Non-Fiction Book Reviews
Book Review: Ars Sacra
By Sandy Amazeen Apr 24, 2012, 2:46 GMT
Superbly researched texts take the reader on a tour through the epochs and highlight the specific changes in sacral art, architecture and culture. The viewer seems close enough to touch the objects, and magnified images delight even in the finest details. ...more
While the title perfectly describes the scope of this magnificent volume, it fails to convey the fact that this publication is a work of art in its own right. From the brilliantly executed cover art to the multitude of full color photography showcasing the world’s Christian art and architectural treasures, everything about this book is breathtaking. Illuminated books, stained glass, paintings, baptismal fonts, pulpits, chalices, crosses, altars and altarpieces are just a few of the items presented with knowledgeable descriptions about how and when they were created. Divided into eight chapters beginning with Late Antiquity, on through Early Middle Ages, Gothic, Baroque and up to Modern Age, each opens with an overview of the time period. Clear maps along with cultural history, aspects of Christian belief and their influence on art and so much more add to reader’s appreciation of the art, most of which cannot be viewed as is shown here. Several pieces are photographed in their entirety and then with close-ups showing exquisite attention to detail.

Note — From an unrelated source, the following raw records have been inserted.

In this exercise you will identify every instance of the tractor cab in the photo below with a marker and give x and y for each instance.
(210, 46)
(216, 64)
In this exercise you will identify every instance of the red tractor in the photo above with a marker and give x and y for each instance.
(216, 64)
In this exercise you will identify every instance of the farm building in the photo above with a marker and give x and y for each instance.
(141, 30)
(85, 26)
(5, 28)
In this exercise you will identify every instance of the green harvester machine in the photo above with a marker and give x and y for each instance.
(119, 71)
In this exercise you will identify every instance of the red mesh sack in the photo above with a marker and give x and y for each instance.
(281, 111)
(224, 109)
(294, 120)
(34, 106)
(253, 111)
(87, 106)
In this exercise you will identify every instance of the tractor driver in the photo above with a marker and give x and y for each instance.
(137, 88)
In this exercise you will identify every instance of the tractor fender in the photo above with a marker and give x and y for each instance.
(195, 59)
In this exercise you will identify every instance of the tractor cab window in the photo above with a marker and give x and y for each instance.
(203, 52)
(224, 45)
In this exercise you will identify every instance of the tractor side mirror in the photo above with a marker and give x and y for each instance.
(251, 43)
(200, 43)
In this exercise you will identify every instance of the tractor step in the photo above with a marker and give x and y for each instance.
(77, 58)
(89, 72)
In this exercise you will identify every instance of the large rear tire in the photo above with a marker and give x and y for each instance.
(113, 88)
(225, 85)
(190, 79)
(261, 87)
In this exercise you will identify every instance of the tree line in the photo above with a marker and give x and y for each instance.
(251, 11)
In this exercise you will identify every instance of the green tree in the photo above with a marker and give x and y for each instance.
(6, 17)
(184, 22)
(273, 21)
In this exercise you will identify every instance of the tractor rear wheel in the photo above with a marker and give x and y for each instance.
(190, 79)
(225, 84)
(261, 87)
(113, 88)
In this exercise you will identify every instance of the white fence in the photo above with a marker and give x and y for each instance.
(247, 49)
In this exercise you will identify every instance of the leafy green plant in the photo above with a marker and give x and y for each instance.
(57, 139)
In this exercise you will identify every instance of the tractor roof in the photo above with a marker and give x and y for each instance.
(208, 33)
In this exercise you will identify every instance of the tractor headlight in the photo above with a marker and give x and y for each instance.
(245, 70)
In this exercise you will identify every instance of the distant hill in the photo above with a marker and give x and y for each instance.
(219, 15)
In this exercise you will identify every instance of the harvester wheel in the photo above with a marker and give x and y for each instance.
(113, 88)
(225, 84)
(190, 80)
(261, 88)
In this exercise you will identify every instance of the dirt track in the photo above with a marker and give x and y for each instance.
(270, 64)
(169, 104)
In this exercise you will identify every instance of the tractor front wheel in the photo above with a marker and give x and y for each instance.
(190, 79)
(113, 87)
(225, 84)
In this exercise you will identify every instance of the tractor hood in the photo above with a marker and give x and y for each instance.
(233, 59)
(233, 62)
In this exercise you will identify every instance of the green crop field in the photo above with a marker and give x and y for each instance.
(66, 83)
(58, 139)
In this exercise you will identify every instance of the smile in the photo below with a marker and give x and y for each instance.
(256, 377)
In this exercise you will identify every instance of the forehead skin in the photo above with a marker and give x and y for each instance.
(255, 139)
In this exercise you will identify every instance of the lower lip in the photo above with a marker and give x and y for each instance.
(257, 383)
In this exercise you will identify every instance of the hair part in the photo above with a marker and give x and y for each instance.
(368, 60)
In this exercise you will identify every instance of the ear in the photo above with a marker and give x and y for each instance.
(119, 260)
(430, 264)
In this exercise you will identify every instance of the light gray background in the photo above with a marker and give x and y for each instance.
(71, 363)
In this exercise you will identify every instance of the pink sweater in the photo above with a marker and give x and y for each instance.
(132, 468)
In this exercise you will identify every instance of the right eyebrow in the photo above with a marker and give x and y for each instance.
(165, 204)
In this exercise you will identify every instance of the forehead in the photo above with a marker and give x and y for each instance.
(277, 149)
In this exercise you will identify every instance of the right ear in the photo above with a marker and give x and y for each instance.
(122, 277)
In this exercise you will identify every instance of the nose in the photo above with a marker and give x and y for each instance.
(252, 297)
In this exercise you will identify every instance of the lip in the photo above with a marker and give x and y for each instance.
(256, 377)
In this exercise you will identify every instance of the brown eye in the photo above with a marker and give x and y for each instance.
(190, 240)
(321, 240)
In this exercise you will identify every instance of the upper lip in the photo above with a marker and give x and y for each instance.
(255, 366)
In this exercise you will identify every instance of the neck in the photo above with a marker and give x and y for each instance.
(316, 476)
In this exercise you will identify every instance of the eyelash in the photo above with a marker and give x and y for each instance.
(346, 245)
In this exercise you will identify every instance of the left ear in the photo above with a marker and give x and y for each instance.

With eight hundred pages and weighing in at twenty pounds, this book deserves special care. Religious scholars, students, historians and art lovers will find it challenging to read the well-researched material when they are so busy drooling over the pages of artwork. The only weak point is portions of the text translation into English are not as smooth as might be hoped. Find a comfortable chair, a sturdy table and be prepared to be awed, this is worth every penny and is certain to become the benchmark book on the subject.